= Jonathan Zaslow =

American radio personality

Jonathan Bradley Zaslow (born January 18, 1981, in Miami, Florida) is a sports radio show host in South Florida. Also known as the "Cooper City Rattlesnake." Formerly the host of "The Zaslow Show" and "The Zaslow and Joy Show", is one of the former hosts of "Zaslow & Amber" on 790/104.3 The Ticket Miami, weekdays from 10am to 2pm, with Amber Wilson.
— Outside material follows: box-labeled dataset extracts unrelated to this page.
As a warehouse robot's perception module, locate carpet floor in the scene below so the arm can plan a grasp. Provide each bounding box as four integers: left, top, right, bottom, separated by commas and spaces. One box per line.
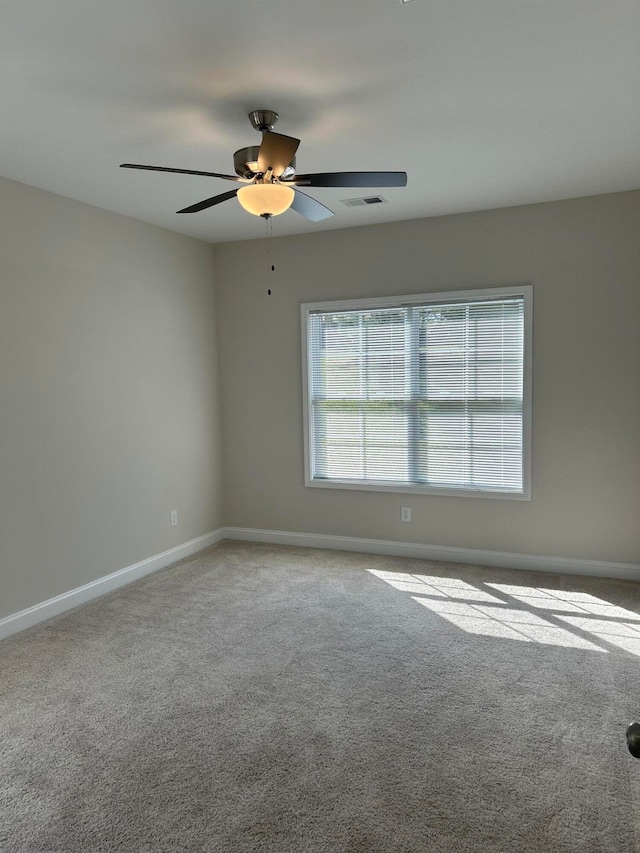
0, 542, 640, 853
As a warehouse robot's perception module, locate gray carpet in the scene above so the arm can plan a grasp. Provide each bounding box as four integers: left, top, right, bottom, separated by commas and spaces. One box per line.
0, 542, 640, 853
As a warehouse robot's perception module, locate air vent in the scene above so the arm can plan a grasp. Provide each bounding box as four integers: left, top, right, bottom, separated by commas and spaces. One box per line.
342, 195, 387, 207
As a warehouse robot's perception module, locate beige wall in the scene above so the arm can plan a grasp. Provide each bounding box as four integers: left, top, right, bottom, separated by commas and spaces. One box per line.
216, 192, 640, 563
0, 180, 222, 618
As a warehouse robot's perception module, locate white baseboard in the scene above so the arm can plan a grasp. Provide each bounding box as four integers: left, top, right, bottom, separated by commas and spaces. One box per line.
223, 527, 640, 581
0, 528, 225, 640
0, 527, 640, 640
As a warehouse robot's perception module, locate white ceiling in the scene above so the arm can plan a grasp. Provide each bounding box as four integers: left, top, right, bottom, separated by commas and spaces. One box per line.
0, 0, 640, 242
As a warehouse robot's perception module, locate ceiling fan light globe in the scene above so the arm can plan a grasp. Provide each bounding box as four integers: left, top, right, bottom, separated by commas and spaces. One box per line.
236, 184, 295, 216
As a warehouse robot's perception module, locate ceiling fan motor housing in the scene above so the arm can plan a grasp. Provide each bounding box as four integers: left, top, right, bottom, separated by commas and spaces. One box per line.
233, 145, 296, 179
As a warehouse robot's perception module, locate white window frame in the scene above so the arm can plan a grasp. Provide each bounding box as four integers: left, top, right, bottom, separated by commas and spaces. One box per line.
300, 284, 533, 501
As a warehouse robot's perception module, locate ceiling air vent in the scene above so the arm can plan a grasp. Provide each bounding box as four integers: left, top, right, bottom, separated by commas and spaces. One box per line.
341, 195, 387, 207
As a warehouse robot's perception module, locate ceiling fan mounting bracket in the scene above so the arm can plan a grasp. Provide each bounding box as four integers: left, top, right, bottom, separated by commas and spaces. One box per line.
249, 110, 278, 133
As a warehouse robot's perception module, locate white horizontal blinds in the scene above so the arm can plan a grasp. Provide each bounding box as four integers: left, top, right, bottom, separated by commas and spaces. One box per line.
309, 307, 408, 482
308, 296, 524, 492
417, 297, 524, 492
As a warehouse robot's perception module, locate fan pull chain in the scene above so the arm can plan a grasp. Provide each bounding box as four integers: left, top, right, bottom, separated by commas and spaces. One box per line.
265, 216, 276, 296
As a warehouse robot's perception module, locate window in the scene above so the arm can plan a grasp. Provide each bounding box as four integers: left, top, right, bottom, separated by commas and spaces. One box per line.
302, 286, 532, 499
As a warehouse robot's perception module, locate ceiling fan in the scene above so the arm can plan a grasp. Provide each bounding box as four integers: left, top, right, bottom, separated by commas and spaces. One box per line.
121, 110, 407, 222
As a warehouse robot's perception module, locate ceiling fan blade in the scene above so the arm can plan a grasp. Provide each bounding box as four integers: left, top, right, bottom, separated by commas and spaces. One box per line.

Zaslow was raised in North Miami Beach, Florida, where he attended Sabal Palm Elementary School and was a classmate of James Jones of the Miami Heat and 2011 NBA three point shootout champion. He graduated from North Miami Beach Senior High School in 1999 and was a member of the varsity basketball team. However, he was only put in the games during blowout situations. After graduating from the University of Florida in 2004, he became a producer at the newly formed 790 The Ticket, where he has been ever since.

Zaslow originally was a producer for Craig Minervini and then became a producer for The Boog Sciambi Show hosted by Jon Sciambi. Sciambi frequently incorporated Zaslow into his show, and eventually Zaslow became known as Sciambi's "sidekick." Zas eventually got his own show from 7pm-10pm on weekdays and in June 2012, was promoted to morning drive.
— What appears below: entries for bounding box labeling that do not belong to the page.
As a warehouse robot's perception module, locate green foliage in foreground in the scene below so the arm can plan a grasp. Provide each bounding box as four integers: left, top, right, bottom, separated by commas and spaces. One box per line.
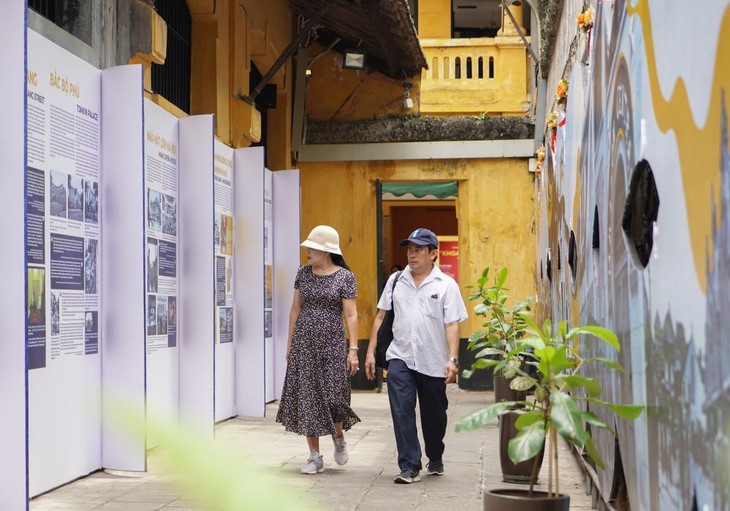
109, 406, 309, 511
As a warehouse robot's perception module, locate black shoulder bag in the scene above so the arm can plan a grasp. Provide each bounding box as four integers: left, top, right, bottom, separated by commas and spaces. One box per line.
375, 271, 403, 369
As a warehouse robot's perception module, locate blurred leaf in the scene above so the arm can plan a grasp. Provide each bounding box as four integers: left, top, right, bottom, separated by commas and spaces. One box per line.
113, 403, 302, 511
509, 376, 537, 392
550, 390, 588, 447
507, 420, 546, 463
515, 409, 545, 430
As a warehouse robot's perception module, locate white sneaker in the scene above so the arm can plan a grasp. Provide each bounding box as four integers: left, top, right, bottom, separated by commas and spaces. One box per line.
299, 452, 324, 475
332, 433, 350, 465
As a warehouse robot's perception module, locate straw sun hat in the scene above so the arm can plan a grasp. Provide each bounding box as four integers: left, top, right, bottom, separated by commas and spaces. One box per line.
301, 225, 342, 255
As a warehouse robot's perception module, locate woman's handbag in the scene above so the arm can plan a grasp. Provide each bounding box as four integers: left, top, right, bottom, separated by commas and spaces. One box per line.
375, 271, 402, 369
Formerly, during the NHL season he hosted Panthers Unrestricted Weekend every Saturday from 9-10am with Florida Panthers play-by-play man Randy Moller where the duo looked at everything revolving around the Panthers. Zaslow also served as the Studio Host for the Florida Panthers Radio Network from 2008-2010.

Since 2010, he has been the Miami Heat Radio Host, anchoring the pregame, halftime, and postgame shows for the Miami Heat Radio Network and on FM 104.3/AM 790 The Ticket.

In 2013, Zaslow was picked as the Broward Palm Beach New Times AM Radio Host of the Year.